La Fed rassicura gli investitori, ma si convive con debolezze settoriali: l’AI rallenta, l’Europa risente della geopolitica.

La Fed rassicura e gli investitori sono contenti

Dopo settimane di incertezza, l’intervento della Federal Reserve sembra sia riuscito ad ancorare le aspettative e ridurre il rumore di fondo sui mercati. La postura prudente ma rassicurante della banca centrale ha contribuito a riportare Wall Street su livelli record, proprio mentre il sentiment attorno all’intelligenza artificiale attraversa una fase delicata.

L’S&P 500 (SPX) ha chiuso infatti a 6.901 punti (+0,21%), un nuovo record ufficiale dopo il tentativo non confermato di fine ottobre. Anche il Dow Jones (DJI) con i suoi 4.700 punti (+1,3%) e il Russell 2000 (RUT) con i suoi 2.590 (+1,21%) hanno segnato livelli senza precedenti, mentre il Nasdaq 100 (-0,35%) rimane il grande assente della festa, rallentato dalla debolezza dei titoli legati all’AI (vedi il caso Oracle analizzato ieri).

La buona notizia è che la partecipazione al rialzo si sta ampliando e la spinta di Wall Street non dipende più esclusivamente dalla tecnologia, e questo contribuisce a un contesto percepito come più equilibrato. 

L’Europa segue, ma perde spinta dai settori di peso

In Europa, lo Stoxx Europe 600 (SXXP) si avvicina al massimo storico: la soglia dei 581 punti è stata superata e l’indice dista ormai meno dell’1 % dal picco del 13 novembre a 586.

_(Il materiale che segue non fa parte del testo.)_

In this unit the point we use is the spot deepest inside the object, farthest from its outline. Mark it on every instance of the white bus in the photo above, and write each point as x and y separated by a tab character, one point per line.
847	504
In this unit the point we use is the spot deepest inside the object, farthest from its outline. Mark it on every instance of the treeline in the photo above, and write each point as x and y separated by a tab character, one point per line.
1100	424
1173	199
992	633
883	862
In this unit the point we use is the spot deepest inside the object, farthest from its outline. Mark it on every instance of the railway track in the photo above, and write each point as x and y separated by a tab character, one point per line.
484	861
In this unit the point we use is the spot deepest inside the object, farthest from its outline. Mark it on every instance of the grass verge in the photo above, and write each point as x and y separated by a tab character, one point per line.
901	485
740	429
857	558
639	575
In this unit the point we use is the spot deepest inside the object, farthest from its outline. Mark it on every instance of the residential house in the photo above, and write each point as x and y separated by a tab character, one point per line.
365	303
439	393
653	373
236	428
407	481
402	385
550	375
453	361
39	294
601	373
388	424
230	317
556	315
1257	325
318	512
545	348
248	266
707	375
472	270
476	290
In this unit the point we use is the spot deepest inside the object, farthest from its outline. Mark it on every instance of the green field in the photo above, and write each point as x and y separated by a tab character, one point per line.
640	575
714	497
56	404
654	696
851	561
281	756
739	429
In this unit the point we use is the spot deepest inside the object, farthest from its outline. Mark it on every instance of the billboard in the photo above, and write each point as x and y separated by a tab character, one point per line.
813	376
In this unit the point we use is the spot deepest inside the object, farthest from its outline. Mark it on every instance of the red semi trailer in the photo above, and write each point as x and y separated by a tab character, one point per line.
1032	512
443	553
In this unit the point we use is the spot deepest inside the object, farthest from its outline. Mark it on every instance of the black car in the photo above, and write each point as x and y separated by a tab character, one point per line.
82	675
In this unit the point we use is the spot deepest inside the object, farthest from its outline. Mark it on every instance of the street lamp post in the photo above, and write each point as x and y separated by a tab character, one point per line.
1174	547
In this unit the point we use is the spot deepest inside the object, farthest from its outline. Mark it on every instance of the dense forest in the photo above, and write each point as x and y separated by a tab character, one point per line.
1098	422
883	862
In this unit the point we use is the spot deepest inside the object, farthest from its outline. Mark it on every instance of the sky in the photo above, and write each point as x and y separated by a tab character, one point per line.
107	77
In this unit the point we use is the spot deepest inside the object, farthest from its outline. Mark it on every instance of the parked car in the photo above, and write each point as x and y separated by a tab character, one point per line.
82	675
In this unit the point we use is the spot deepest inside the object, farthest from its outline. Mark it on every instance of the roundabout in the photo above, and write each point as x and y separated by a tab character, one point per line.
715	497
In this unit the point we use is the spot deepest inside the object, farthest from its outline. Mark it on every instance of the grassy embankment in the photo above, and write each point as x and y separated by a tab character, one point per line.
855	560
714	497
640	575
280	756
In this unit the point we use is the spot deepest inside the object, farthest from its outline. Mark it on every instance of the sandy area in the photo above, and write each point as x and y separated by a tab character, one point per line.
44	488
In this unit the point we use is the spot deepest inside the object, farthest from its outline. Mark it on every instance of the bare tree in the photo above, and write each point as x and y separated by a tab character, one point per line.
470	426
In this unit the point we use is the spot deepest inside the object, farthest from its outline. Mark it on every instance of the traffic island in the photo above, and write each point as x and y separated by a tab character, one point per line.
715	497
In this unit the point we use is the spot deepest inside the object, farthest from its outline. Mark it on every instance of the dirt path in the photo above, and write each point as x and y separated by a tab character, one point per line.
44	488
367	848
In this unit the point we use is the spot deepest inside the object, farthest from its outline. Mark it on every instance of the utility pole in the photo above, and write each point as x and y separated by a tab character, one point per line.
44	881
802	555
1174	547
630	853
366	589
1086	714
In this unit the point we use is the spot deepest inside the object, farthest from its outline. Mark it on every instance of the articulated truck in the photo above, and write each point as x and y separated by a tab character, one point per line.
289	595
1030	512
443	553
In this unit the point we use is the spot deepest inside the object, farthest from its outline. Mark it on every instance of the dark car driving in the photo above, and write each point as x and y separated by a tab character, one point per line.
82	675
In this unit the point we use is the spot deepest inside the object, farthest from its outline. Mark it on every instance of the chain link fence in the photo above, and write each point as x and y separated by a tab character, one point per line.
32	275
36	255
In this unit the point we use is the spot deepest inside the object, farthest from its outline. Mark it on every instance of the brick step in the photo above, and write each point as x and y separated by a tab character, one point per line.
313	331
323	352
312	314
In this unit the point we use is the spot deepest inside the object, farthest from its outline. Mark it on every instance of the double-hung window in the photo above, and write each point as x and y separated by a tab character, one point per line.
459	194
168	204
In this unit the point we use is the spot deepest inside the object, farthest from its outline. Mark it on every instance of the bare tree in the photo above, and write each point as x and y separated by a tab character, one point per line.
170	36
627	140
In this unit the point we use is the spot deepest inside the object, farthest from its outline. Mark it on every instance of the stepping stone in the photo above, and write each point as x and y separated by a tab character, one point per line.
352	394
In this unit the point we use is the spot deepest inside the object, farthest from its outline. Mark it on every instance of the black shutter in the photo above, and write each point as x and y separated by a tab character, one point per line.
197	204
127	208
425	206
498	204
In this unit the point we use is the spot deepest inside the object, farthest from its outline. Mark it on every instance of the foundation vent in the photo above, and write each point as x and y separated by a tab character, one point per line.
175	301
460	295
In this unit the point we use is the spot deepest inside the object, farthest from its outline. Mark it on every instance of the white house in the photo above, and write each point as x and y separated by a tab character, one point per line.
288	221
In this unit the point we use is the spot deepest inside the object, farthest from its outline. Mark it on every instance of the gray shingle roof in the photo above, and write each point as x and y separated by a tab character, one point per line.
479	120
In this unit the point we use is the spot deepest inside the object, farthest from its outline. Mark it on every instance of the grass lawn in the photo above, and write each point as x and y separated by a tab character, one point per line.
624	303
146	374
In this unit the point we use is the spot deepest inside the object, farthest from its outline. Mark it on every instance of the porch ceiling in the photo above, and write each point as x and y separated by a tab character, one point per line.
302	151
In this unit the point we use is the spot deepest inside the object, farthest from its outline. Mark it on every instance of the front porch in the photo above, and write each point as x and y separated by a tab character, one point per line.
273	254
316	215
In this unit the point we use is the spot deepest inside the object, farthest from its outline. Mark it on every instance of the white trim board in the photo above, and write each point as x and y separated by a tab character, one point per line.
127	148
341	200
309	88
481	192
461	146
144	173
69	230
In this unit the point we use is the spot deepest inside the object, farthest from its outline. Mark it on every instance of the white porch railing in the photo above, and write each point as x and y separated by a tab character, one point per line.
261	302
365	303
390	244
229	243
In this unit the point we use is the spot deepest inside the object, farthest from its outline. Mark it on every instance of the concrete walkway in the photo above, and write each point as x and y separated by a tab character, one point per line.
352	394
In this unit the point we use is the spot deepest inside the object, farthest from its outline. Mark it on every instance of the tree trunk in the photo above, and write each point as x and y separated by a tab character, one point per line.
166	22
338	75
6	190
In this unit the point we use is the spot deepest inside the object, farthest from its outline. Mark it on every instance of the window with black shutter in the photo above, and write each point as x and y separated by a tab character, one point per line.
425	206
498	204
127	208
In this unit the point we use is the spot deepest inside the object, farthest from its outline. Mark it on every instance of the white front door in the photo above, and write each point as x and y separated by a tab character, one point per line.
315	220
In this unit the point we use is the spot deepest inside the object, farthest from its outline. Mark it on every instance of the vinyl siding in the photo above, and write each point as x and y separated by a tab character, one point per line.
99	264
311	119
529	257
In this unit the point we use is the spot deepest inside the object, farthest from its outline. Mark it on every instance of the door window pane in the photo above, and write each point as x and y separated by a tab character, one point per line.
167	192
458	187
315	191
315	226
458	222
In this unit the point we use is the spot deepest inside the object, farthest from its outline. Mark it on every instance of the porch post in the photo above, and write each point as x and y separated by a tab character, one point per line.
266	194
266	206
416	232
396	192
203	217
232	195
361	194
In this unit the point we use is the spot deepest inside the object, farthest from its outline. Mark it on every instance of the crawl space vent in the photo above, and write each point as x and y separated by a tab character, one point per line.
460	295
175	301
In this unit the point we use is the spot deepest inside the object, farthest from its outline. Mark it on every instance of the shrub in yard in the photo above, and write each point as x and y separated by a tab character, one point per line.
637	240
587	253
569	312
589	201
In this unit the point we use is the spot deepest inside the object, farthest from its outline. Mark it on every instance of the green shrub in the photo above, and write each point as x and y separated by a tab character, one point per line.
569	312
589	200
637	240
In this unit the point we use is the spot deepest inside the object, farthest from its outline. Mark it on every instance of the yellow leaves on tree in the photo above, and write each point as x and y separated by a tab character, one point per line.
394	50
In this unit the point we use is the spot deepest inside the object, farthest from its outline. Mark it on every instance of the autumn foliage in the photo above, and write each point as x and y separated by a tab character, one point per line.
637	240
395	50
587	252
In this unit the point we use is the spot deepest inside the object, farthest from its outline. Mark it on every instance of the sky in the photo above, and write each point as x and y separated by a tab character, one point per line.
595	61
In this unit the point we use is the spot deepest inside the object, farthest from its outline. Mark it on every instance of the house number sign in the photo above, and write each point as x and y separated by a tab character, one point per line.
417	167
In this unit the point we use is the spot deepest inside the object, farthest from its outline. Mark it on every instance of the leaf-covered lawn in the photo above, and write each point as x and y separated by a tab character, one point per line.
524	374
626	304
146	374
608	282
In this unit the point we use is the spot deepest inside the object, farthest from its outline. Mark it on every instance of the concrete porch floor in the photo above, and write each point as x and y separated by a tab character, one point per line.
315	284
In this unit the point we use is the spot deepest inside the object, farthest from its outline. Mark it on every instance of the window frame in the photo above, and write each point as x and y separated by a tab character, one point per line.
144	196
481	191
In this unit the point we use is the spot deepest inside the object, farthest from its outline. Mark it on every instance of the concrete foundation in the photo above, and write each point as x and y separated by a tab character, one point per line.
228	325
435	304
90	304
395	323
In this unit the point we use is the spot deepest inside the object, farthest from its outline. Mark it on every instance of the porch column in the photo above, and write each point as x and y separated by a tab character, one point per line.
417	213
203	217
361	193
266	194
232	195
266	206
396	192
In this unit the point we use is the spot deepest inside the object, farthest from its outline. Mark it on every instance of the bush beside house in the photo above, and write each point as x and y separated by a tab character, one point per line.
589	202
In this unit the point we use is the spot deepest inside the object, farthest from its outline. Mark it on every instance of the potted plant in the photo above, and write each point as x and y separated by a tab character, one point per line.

Il settore aerospazio e difesa, secondo per peso dopo i finanziari e principale motore della performance dell’anno e con un +53% YTD al novembre 2025, ha pesato sul movimento recente dell’indice dopo le possibili concessioni annunciate dall’Ucraina nel tentativo di avviare un cessate il fuoco. La disponibilità di Kiev a considerare una zona smilitarizzata nel Donbas è stata letta dai mercati come un segnale geopolitico importante, accolto con prudenza.

Fonte: morningstar.com

La guerra aveva catalizzato un vero boom nel settore difesa europeo, trainato da ordini per armi e munizioni (Rheinmetall prevede ricavi quintuplicati entro il 2030). I recenti negoziati di pace guidati dagli USA hanno però innescato volatilità: vendite nelle ultime sessioni hanno riportato l’indice settoriale ai livelli di luglio, con cali fino al 6% circa nel mese per timori di una fine della domanda immediata. Nonostante ciò, gli analisti (Citi, JPMorgan) continuano a prevedere crescita strutturale, grazie alla deterrenza NATO e alla clausola di difesa UE, indipendentemente dall’esito del conflitto.

Fonte: morningstar.com

Investor toolkit 

Quando i mercati segnano nuovi massimi, la tentazione è quella di concentrarsi solo sul momento. Ma ogni fase di euforia porta con sé anche segnali più complessi, come si è visto dalla recente debolezza dei titoli legati all’AI. Sono proprio questi contrasti, entusiasmo diffuso da un lato e fragilità settoriali dall’altro, a ricordare l’importanza di una lettura equilibrata. 

Mantenere coerenza con i propri obiettivi e confrontarsi con un consulente indipendente può aiutare a interpretare il contesto senza lasciarsi guidare dall’emotività del breve termine.